One of mainstream approaches to self-referential structs problem is introduction of immovable types. I would like to propose a slightly different, but compatible approach. (probably it was already proposed by someone, so I will be grateful for any links on previous related discussions) For additional context read this thread.
We’ll start with introduction of Move
trait, which is probably quite similar to C++ move constructor:
trait Move: Sized {
unsafe fn _move(&mut self, offset: isize);
}
default impl<T: Sized> Move for T {
unsafe fn _move(&mut self, offset: isize) {
let src = self as *const Self;
let dst = src.offset(offset) as *mut Self;
ptr::copy_nonoverlapping(src, dst, mem::size_of::<Self>());
}
}
Now (with some compiler magic) we will be able to write the following code:
struct Foo {
array: [u8; 16],
item: &'array u8,
}
impl Move for Foo {
unsafe fn _move(&mut self, offset: isize) {
// copy everything to `dst`
// apply `offset` to the reference in `item` field to keep it valid
}
}
We use 'array
lifetime to notify compiler that array
field can not be accessed through safe code. Without re-implementing Move
trait compiler will forbid use of field named lifetimes. This way struct author takes full responsibility for maintaining validity of all internal references. In case of heap allocated buffer Move
trait will contain only copy_nonoverlapping
, as there is no need to change reference in the field.
Additional nice point is that Move
trait will allow code to reliably zero out memory after move which is especially important for cryptographic applications:
type SecretKey([u8; 64]);
impl Move for SecretKey {
unsafe fn _move(&mut self, offset: isize) {
// copy data to `dst`
// zero out `src` using `ptr::write_volatile`
}
}
But there is still a problem (mentioned for example by @withoutboats here), our struct can contain other types parameterized over lifetimes, e.g. Iter<'a, u8>
and they can go arbitrarily deep. Because it’s a foreign type we cannot maintain it’s internall references in our implementation of Move
. Thus we need some interface to allow us to keep validity of references in it. For it we can introduce OffsetRefs
trait (name is temporary):
trait OffsetRefs {
const N: usize;
unsafe fn offset(&mut self, offsets: [isize; Self::N]);
}
N
here is equal to a number of internal references which this type keeps internally and in the most of cases will be equal to a number of lifetimes it parameterized over. So if Iter<'a, T>
will implement this trait we’ll be able to write:
struct Bar {
array: [u8; 16],
iter: Iter<'array, u8>,
}
impl Move for Bar {
unsafe fn _move(&mut self, offset: isize) {
// copy data to `dst`
// call `_move` on fields if necessary
// after move call `(*dst).iter.offset([offset])`
}
}
struct Baz<'b> {
a: &'b [u8],
array: [u8; 16],
field: G<'array, 'b>,
}
impl Move for Baz {
unsafe fn _move(&mut self, offset: isize) {
// copy data to `dst` with separate
// call `_move` on fields if necessary
// after move call `(*dst).field.offset([offset, 0])`
}
}
impl OffsetRefs for Baz {
const N = 1;
unsafe fn offset(&mut self, offsets: [isize; 1]) {
// shift `self.a` to `offsets[0]`
// call `self.field.offset([0, offsets[0]])`
}
}
Hopefully in the most cases it will be possible to auto-derive Move
implementation, so most of authors will not have to implement this trait manually.

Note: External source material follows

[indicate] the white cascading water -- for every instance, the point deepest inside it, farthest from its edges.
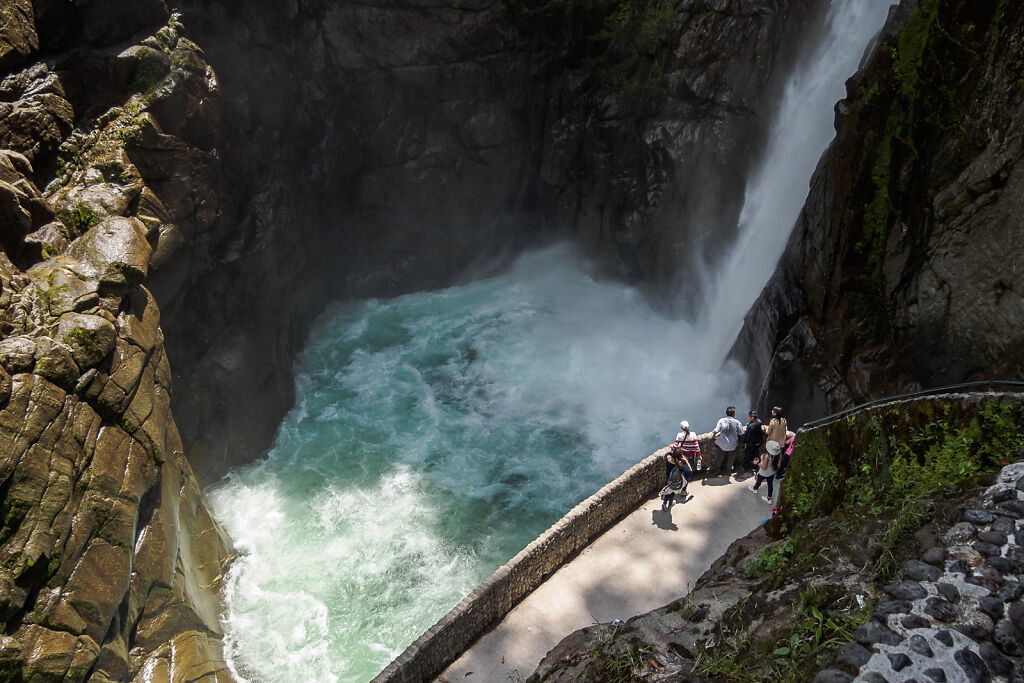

The big drawback of this proposal is that moves can result in arbitrary code execution, but on the other hand it provides full control to the programmer over how data is moved, which in some cases can be quite useful. But of course manual implementation of Move
should be highly discouraged and used only in the absolutely necessary cases. Another drawback is that it will require to implement OffsetRefs
trait for types parameterized over lifetimes on non-heap allocated fields, otherwise it will not be possible to use them in self-referential context without introduction of immovable types.
Unresolved questions:
- Is there any corner or subtle cases which can not be soundly implemented by this approach?
- To what extent
Move
andOffsetRefs
can be autoderived? Is it possible to rely only on autoderivation and forbid manual implementation altogether? - How should look construction of self-referential structs?